Customers have tend to give message for orders that they are not satisfied
There is nearly a half of review that customers didnot leave a message. Let’s find why they chosse score 1 or 5 (mad or happy)
orders_info_2=orders_info.merge(order_reviews, on ='order_id',how = 'left')
orders_info_2_no_message= orders_info_2[orders_info_2['review_comment_message'].isna()]
orders_info_2_no_message.head()
orders_info_2_no_message_pivot = orders_info_2_no_message.groupby('review_score').agg({'Delivery Time':'mean','is_deliver_ontime':'sum','order_id':'count'}).reset_index()
orders_info_2_no_message_pivot.rename(columns={'order_id':'total_orders'},inplace=True)
orders_info_2_no_message_pivot['ontime_delivery_rate']=orders_info_2_no_message_pivot['is_deliver_ontime']/orders_info_2_no_message_pivot['total_orders']
orders_info_2_no_message_pivot

As we can see, the lower the review score is, the longer the delivery time is so Delivery Time is one of the factor that affects satisfactory of customers
3.2. Customer Churn Rate
data_churn=orders_info.groupby(['customer_unique_id','order_purchase_year'])['order_id'].agg('count').reset_index()
data_churn['filter']=np.where(data_churn['order_id']==1,1,0)
data_churn_2=data_churn.groupby('order_purchase_year')['filter'].agg(NewCustomers='sum',TotalCustomers='count').reset_index()

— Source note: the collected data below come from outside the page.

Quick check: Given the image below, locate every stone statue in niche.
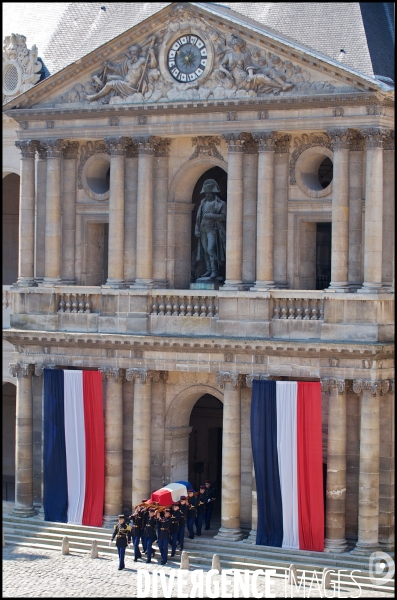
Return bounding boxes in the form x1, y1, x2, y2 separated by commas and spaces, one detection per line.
195, 179, 226, 281
86, 38, 161, 103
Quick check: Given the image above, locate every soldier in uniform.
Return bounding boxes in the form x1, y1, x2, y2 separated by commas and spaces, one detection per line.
110, 514, 132, 570
186, 488, 198, 539
170, 501, 181, 557
204, 480, 217, 530
157, 507, 172, 565
178, 495, 188, 550
128, 508, 142, 562
195, 484, 207, 536
143, 507, 157, 563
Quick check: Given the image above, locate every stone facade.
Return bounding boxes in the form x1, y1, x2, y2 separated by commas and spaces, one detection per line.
2, 2, 394, 551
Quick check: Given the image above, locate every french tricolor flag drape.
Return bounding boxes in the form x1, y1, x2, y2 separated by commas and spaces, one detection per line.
43, 369, 105, 526
251, 380, 324, 552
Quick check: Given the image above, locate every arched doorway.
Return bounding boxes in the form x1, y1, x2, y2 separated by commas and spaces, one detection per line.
188, 394, 223, 519
2, 382, 16, 501
2, 173, 20, 285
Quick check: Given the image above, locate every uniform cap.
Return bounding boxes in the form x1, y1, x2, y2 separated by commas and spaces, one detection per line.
180, 496, 186, 500
200, 484, 205, 489
118, 514, 125, 518
187, 489, 193, 493
200, 179, 220, 194
142, 498, 149, 502
149, 507, 156, 512
165, 508, 171, 513
205, 480, 211, 484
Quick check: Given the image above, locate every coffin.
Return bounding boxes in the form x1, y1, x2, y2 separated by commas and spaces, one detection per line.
150, 482, 188, 505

data_churn_2['churn rate']=data_churn_2['NewCustomers']/data_churn_2['TotalCustomers']*100
data_churn_2['Existing Customer']=data_churn_2['TotalCustomers']-data_churn_2['NewCustomers']
data_churn_2=data_churn_2[data_churn_2['order_purchase_year'].isin(['2017','2018'])]
data_churn_2.index=data_churn_2['order_purchase_year']
data_churn_2[['NewCustomers','Existing Customer']].plot( stacked = True, kind = 'bar')
plt.tick_params(axis='x', labelrotation =360)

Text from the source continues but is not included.